Biotherapeutic products are generally relatively large and complex entities that are more difficult to characterize than simpler, chemical drugs. They are a heterogeneous group of proteins whose structures are sensitive both to the inherent variability of the protein production, or expression, system and to changes in manufacturing processes. Thus, no biotherapeutic product or biosimilar can be scientifically or technically identical to the originator’s product. Nor can it be identical to the different version of itself that is produced after a change in manufacturing process. In fact, this is also true for different batches of the same product. Consequently, if these biological substances are to be used routinely in clinical practice, it is essential that different production lots are of consistent quality. Therefore establishing robust manufacturing and quality control procedures, many of which may be in-process controls carried out during manufacturing, is needed.5
In May 2014, the sixty-seventh World Health Assembly adopted a resolution on access to biotherapeutic products and on ensuring their quality, safety and efficacy.6 Since then, action has been taken to help WHO Member States to increase their expertise in evaluating biosimilars and expand their capacity to do so; to improve regulatory convergence; and to use existing resources more effectively. As part of its biological standardization programme, WHO provides written guidelines on the evaluation of biological products (including biosimilars) to ensure their quality, safety and efficacy.4,7–9 These guidelines are usually incorporated into national requirements to ensure that the products produced and used in a country conform to current international standards, such standards are published as recommendations in WHO’s Technical Report Series. In addition, regulatory guidance documents produced by WHO also provide advice for national regulatory authorities and manufacturers on the evaluation of biological products, with the aim of establishing a harmonized regulatory framework for products available on international markets.

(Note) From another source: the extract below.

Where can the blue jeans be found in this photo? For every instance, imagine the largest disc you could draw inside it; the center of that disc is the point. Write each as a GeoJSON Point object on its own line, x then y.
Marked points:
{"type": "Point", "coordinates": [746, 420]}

The current regulatory framework for biosimilars has been successful in enabling many biosimilar products to gain regulatory approval around the world. However, there are barriers to market access for biosimilars. One is the belief of many clinicians that a similar biotherapeutic product cannot be as good as the original for their patients. More precisely, there is a lack of understanding that biosimilars have undergone comparability studies that demonstrate their similarity, that data on the original products can be extrapolated and that biosimilars become independent products after licensing and undergo their own development. This article discusses the factors that give rise to these barriers and explains the role of regulators and the importance of regulatory oversight throughout the product life-cycle of biosimilars, both of which are critical for increasing confidence in their use. In addition, WHO’s role in improving regulatory convergence at the global level by developing standards and helping ensure these standards are incorporated into national regulatory requirements is explained briefly.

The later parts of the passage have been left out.